The biological type, usually grafted from pigs, degenerates over time and has to be replaced. The mechanical type induces blood clotting, and patients have to take anticoagulants for the rest of their life, which can cause side-effects ranging from nosebleeds to strokes.
Both valves work equally well, and the age of the patient normally determines which type is fitted: the biological valve avoids the need for extra drugs, but it has a lifespan of under ten years, deteriorating even more quickly in young people, who would then have to undergo further operations.
Glasgow, Liverpool and Leeds universities are working together on a three-year project to find a long-lasting valve that does not require lifelong medication.
David Wheatley, professor of cardiac surgery at Glasgow University, who is leading the research, said: "Anticoagulants are often either impractical or associated with a very high complication rate."

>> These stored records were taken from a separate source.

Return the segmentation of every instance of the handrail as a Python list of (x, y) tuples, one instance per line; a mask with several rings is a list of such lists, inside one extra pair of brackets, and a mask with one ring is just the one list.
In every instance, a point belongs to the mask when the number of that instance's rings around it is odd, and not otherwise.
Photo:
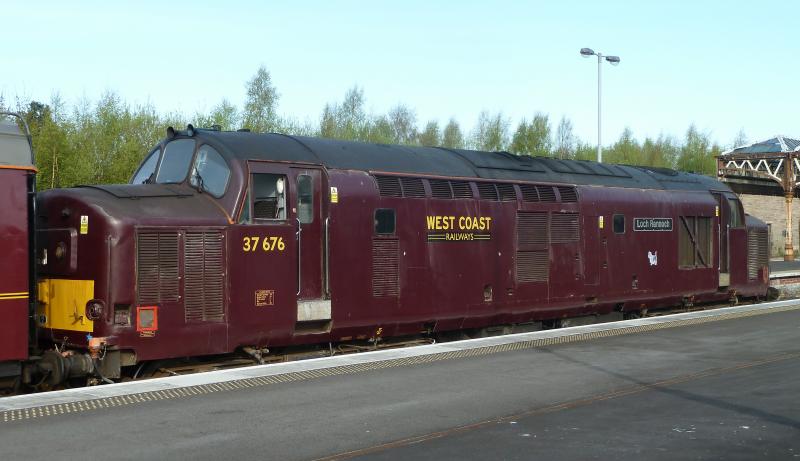
[(300, 287), (302, 286), (301, 260), (303, 256), (303, 254), (301, 253), (300, 245), (302, 242), (301, 234), (303, 233), (303, 224), (300, 222), (300, 218), (294, 218), (294, 219), (295, 221), (297, 221), (297, 233), (295, 234), (297, 235), (297, 296), (300, 296)]
[(325, 296), (330, 298), (331, 285), (330, 285), (330, 259), (331, 259), (331, 239), (330, 239), (330, 216), (325, 218)]

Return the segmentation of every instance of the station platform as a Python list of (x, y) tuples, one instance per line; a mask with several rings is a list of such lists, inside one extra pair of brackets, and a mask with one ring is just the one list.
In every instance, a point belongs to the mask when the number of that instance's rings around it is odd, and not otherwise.
[(800, 301), (0, 399), (1, 459), (800, 458)]
[(794, 261), (784, 261), (783, 258), (774, 258), (769, 261), (771, 277), (795, 275), (800, 276), (800, 258)]

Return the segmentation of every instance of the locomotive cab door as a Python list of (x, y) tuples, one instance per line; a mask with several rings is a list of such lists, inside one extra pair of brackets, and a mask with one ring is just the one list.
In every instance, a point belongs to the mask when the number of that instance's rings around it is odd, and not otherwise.
[(717, 200), (717, 257), (719, 263), (719, 287), (731, 284), (730, 271), (730, 245), (728, 232), (730, 231), (730, 207), (728, 200), (722, 194), (714, 194)]

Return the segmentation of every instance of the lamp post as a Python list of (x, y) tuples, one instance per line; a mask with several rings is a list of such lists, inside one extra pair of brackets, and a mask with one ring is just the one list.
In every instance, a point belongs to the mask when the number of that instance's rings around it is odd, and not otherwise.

In countries with inadequate health care, young people with artificial heart valves had a high risk of fatal complications, he said. But even in Britain, where the National Health Service carries out around 7,000 valve implants a year, it was a drawback to have patients on permanent anticoagulation.
"A valve that doesn't clot would be a very big advance. We're hoping to get the best of biological valves with the durability of mechanical valves. People have been looking for this ever since the first heart valves were designed, but advances in materials and design make it more than likely that we will achieve what we want."
The Leeds group, headed by John Fisher, professor of mechanical engineering, has been extensively involved in developing biological and polyurethane heart valves, while David Williams, head of Liverpool's department of clinical engineering, is an international authority on biomaterials science, and particularly biocompatibility, the ability of biomaterials to function within the body without causing injury.
The Pounds 1 million funding has been awarded under the Government's MedLINK programme. Half will come from the Department of Health and the Physical Sciences Research Council, the remainder coming from AorTech Europe, a Lanarkshire medical company. If the research is successful, it would challenge the current American domination of the heart valve market.